No es tarde para celebrarle los cincuenta años al magnífico Teatro Libre de Bogotá. Que, a pesar de estos días de espectáculos fugaces, ha conseguido conservar la fuerza y la dignidad. Que nació en 1973, tiempos de activismos políticos y llamados a la transformación social, gracias a artistas del calibre de Ricardo Camacho, Patricia Jaramillo, Héctor Bayona, Germán Moure, Jorge Plata y Livia Esther Jiménez.
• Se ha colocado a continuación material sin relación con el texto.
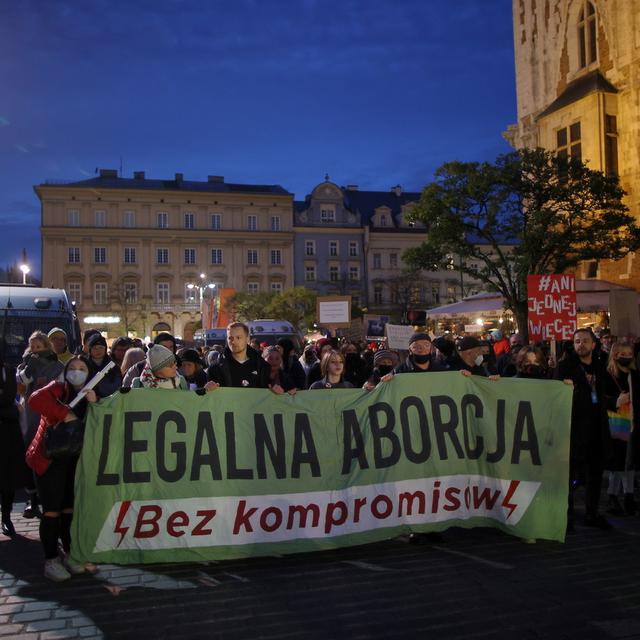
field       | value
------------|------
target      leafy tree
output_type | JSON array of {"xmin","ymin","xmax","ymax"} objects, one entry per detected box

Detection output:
[
  {"xmin": 404, "ymin": 149, "xmax": 640, "ymax": 336},
  {"xmin": 266, "ymin": 287, "xmax": 316, "ymax": 329}
]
Y sigue allí, en sus sedes de La Candelaria y Chapinero, fiel a sí mismo: a ese colectivo, con vocación de Escuela de Formación, que cree en un teatro que libre un pulso con el espectador, y que no ha temido poner en escena a Shakespeare, a Esquilo, a Brecht, porque se ha tomado a pecho su proeza.
El Teatro Libre fue fundado por tres grupos teatrales de dos universidades. Dio por superado el costumbrismo. Respetó a La Candelaria. iró sinceramente al TPB, a La Mama, a El Local. Pero era –y es– una nueva generación que, sin dejar atrás el activismo, sin negar su origen burgués, ha creído en el teatro de autor. Ha vivido convencido de que no es necesario vararse en las creaciones colectivas sobre lo que está pasando en el país. Durante sus primeros años, mientras se llenaba la sede del centro e iba tomando forma la institución que conocemos, el Libre tuvo el valor para montar obras tan exigentes como La madre, La agonía del difunto, El rey Lear, Las brujas de Salem, La balada del café triste.
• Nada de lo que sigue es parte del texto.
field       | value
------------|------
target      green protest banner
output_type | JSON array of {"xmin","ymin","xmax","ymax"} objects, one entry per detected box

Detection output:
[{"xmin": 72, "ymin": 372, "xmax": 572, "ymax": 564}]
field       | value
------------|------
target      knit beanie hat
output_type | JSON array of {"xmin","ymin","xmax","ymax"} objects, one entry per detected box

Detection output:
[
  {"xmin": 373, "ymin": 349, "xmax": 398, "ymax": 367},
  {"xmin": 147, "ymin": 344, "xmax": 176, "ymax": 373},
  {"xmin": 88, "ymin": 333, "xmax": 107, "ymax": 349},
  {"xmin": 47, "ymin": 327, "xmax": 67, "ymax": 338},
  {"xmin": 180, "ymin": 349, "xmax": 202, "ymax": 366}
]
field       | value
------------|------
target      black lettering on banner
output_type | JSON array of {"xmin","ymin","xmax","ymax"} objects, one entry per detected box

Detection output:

El Libre ha sido un refugio para nuestros grandes talentos: la actriz Laura García, el pintor Lorenzo Jaramillo, el artista Enrique Grau, el escritor Jairo Aníbal Niño, el pintor Juan Antonio Roda, el músico Rafael Puyana, el dramaturgo Sebastián Ospina y la escritora Piedad Bonnett han enriquecido la tarea de defender ese triunfo humano que sigue siendo el teatro. Se necesita coraje para que un teatro cumpla cincuenta. Y semejante cumpleaños es una buena excusa para dar las gracias.